Download the excel file used to generate these chart.

This data based on comScore's Core search report data.

Friday, November 19, 2010

SEO and Social Media Weekly Reader Nov 19, 2010

Friday is Reading Day
If you are looking for articles related to SEO or Social media, take a look at this list. I assemble it over the week and post it every Friday.
  1. UIEtips: Five Usability Challenges of Web-Based Applications (UIE.com Nov 17, 2010) A well thought out and organized list of tips for people build web applications or large websites.
  2. Are you keeping up with Google? (searchengineguide.com Nov. 10, 2010) How is the busy SEO suppose to keep up with all these changes? "... the best way to keep up with Google is to continually focus on what your customers need..."
  3. 4 Ways to Sell Inbound Marketing to Your Manufacturing SEO (blog.hubspot.com Nov. 18, 2010) Four concrete suggestions on how to approach this task.
I'd be interested in hearing about any blogs or websites you follow, which contain informative articles about Search Engine Optimization, Search Engine Marketing, or Social Media Marketing.

Monday, November 15, 2010

What SEO Tips Can We Learn from a Restaurant

SEO and serving food don't seem to have much in common but if you think about it they do. A well run restaurant is always thinking about their customers, giving them what they want. An excellent restaurant treats the customer better than they expected.

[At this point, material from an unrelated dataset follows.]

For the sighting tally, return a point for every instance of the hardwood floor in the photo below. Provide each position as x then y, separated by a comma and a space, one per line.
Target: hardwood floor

Using SEO to get a high search rank is only half the battle. You want people to read your content and then take some action (conversion to a sale, download a white paper, sign up for a seminar...). To do this you need to give them what they expect and want, and if possible more.

Think about your experiences when searching on the web. It is easy to figure out some simple do's and don'ts.

Title: Readable vs. Keyword Stuffed

After you search for a term and the search engine returns a page of results, if you are like me you probably do some of the following.
  • Scan the page title and then the description of the links a search engines returns?
  • Get annoyed when a title is stuffed with keywords, but doesn't tell you what the page is about.
  • Skip down to the next link with a readable title and a good description?
Someone probably spent time and effort crafting that stuffed title, to get a high search result. Did it work?
Yes, they got a high rank, but not really if I didn't click on their link.

Content Delivery: Speedy and What They Want

After clicking on a link I expect to see a web page, don't you?
  • Does it load fast?
    I'm not very patient if it takes a long time to load?
  • What if there is a splash page / advertisement before I can see content?
    Click on the "Skip this Ad" link (if there is one)? Or click the back button and try the next result on the search page.
After performing a search, visitors want to see what was promised not an advertisement.

Content: Is It Obvious

After the page load, I scan it.
  • Search for and scan headlines?
  • Look at images?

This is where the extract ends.